New Standは2015年にユニオンスクエアに第1号店をオープン後、ブルックフィールド・プレイスやコロンバスサークルにも店を開き、今年新たに20店舗をオープンするとアナウンスしたばかりだ。新店舗は全てニューヨーク市に今年オープンするシティワイドフェリーの船着き場に設置する。
シティワイドフェリーはブルックリンやクイーンズ、ブロンクスのウォーターフロントとマンハッタンをつなぐ新しい交通システム。地下鉄と同じ価格帯で乗れることもあり通勤客の利用が期待されている。New Standはその後、2018年には空港にも進出する計画だ。
ディッチマンは、今の時代にリアル店をオープンするのはリスキーな考えだという事は分かっているという。「今からメディア企業を立ち上げるというのは最も賢明な選択とは言えません。リアル店をオープンするのも同様です。しかし、この2つを組み合わせて収益を考え、体験に根ざしたサービスを提供すれば何が起こるかを考えてみたのです」と彼は言う。

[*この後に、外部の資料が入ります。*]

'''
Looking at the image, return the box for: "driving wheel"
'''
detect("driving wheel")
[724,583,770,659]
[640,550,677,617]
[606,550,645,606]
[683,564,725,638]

顧客体験という点に関しては、彼のチームは全員がキユレーションやデザインを通じ、新たな形の顧客との関わり方を意識してきた。共同創業者の Lex KendallやDavid Carson、George Alanらはみなアートやファッション、デザインのバックグラウンドを持っている。New Standのアプリはフェリーの通勤パスと連携し、運賃を店で使えるポイントとしても利用できる。
フォーブスはオープンを控えたフェリー乗り場の店舗でディッチマンを取材した。ディッチマンにとってNew Standの運営はテクノロジーと小売業とメディアを融合させる試みだという。その運営理念は「日々を良くするものをニューヨークの通勤客に提供したい」という彼の考えに根ざしている。